After a few moments of gazing out through the floor-to-ceiling windows of his plush 16th floor Melbourne office and admiring the palm tree-lined Albert Park Lake, he turns, uncrosses his arms and answers.
"Trust," he declares. "For a sport to be successful you need to look at it through a commercial lens and deliver your partners, fans and consumers what they need. Trust was lost with the sport because it hadn't delivered what people wanted in a long, long time."
When Larry Kestelman speaks, you're generally well advised to listen. And when he's explaining the greatest challenge he's faced since taking over as owner of the National Basketball League, and how the competition is set to sensationally transform itself over the next three years, you most definitely pay attention.
The internet mogul turned property development tycoon, didn't earn a place in the top 100 of the Australian Financial Review's Rich List without having a savvy business mind and one which is constantly thinking two steps ahead of the curve.
Kestelman was born in the Ukraine in 1966 and migrated with his family to Australia at age 12. He has spent the past two decades building an AU$749 million empire, a bursting portfolio which, as of 2015, included the majority stake in the NBL, the nation's domestic basketball competition.
The league, which was established in 1979, enjoyed a number of golden years through the 1990s, but in recent times it's struggled to generate interest in what's become an increasingly crowded sporting landscape. Attendance began to dwindle, sponsorship dried up and, to make matters worse, the television rights deal was set to expire.
So why on earth would anyone want to invest in what was widely considered a dying league?
"It's the passion for the sport and the families associated with it," Kestelman proudly tells ESPN. "We saw it going backwards over the previous 10 years and we thought we could make it great again.
"We started off with the Melbourne Tigers and managed to succeed in bringing them back to playing in front of sellout crowds, so we felt we had our training wheels off when we took over the NBL.
"It was a hell of a lot harder than I ever thought, but we were always confident that we had something to contribute to the NBL ecosystem, and that is building a sustainable sport and making sure it never gets itself into trouble again."

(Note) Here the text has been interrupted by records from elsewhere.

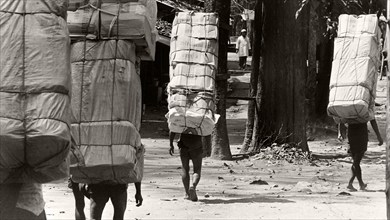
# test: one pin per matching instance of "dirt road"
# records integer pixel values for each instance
(287, 191)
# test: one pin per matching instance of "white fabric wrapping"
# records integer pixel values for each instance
(348, 72)
(191, 111)
(134, 21)
(194, 77)
(197, 25)
(352, 25)
(57, 7)
(351, 104)
(35, 83)
(356, 47)
(193, 63)
(354, 69)
(106, 112)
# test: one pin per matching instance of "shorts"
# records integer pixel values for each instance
(191, 154)
(102, 192)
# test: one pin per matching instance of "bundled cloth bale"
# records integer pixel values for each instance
(134, 20)
(106, 112)
(354, 70)
(353, 26)
(35, 82)
(76, 4)
(195, 25)
(356, 47)
(191, 110)
(193, 77)
(193, 63)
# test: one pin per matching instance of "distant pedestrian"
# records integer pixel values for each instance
(358, 140)
(243, 47)
(190, 146)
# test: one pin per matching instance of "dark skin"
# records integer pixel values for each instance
(357, 158)
(119, 202)
(197, 167)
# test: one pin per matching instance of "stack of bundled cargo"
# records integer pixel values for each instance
(133, 20)
(106, 93)
(193, 63)
(34, 91)
(355, 69)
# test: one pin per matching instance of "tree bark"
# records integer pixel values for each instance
(220, 139)
(256, 54)
(311, 80)
(388, 123)
(282, 112)
(324, 70)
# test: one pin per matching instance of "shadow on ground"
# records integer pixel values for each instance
(258, 199)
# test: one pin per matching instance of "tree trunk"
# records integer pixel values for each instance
(311, 81)
(282, 112)
(388, 122)
(324, 70)
(220, 139)
(256, 54)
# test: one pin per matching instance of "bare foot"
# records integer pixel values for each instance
(351, 188)
(363, 187)
(192, 194)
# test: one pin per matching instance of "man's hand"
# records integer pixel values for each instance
(171, 150)
(138, 199)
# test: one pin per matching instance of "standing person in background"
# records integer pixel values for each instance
(358, 139)
(191, 148)
(243, 47)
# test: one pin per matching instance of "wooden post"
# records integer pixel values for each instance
(388, 119)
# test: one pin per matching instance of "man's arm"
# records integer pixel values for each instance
(172, 136)
(138, 195)
(374, 126)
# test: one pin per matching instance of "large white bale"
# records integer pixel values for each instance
(106, 112)
(35, 83)
(351, 104)
(349, 72)
(193, 77)
(191, 110)
(356, 47)
(353, 25)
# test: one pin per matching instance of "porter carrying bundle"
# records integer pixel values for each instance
(193, 63)
(355, 69)
(35, 83)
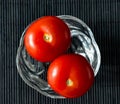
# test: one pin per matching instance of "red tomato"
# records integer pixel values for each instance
(70, 75)
(46, 38)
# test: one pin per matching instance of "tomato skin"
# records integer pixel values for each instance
(46, 38)
(70, 75)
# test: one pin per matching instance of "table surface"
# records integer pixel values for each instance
(102, 16)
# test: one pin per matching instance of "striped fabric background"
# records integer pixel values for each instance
(103, 17)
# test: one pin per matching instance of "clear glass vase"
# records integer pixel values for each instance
(83, 43)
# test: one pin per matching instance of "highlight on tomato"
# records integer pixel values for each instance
(70, 75)
(47, 38)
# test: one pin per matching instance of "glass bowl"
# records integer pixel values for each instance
(83, 43)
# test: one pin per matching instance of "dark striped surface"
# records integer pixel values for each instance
(103, 17)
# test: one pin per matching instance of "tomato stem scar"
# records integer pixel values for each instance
(69, 82)
(47, 37)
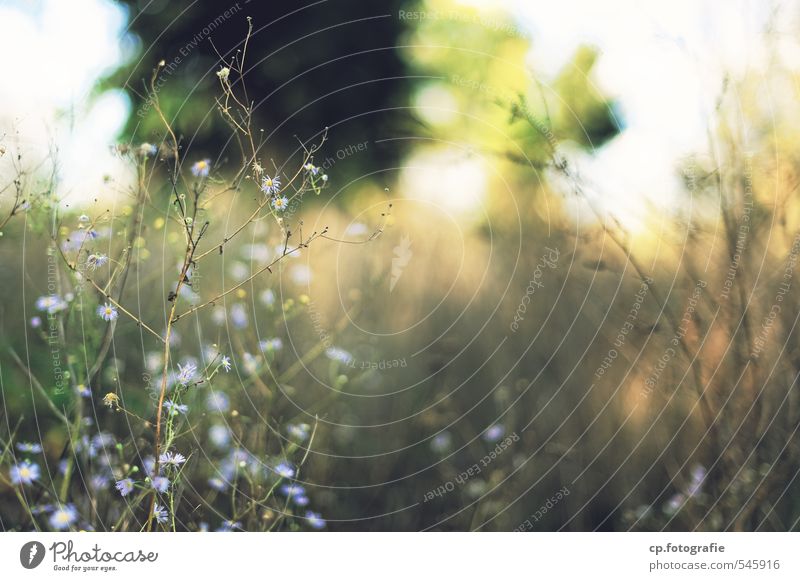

The initial AU$7 million investment Kestelman made is beginning to pay enormous dividends for the 52-year-old. Since taking over four years ago, the NBL has grown from strength to strength. Crowd numbers have increased by 25 percent, television viewership has risen 40 percent and the league's social media interaction and engagement, perhaps the most important modern day metric, is up a staggering 400 percent.
Not only has Kestelman helped make the NBL relevant once again, but he's managed to rebuild it to a level far beyond what was even achieved in its heyday of the 1990s.
Things are only going to improve as well with the recently introduced Next Stars initiative -- which offers young talent an unorthodox, yet fast tracked pathway into the National Basketball Association (NBA). Now it it's second year, the pathway allows talented players fresh from high school, the opportunity to skip the traditional college program and sign with an NBL franchise, develop their craft in Australia and New Zealand, before nominating for the NBA draft.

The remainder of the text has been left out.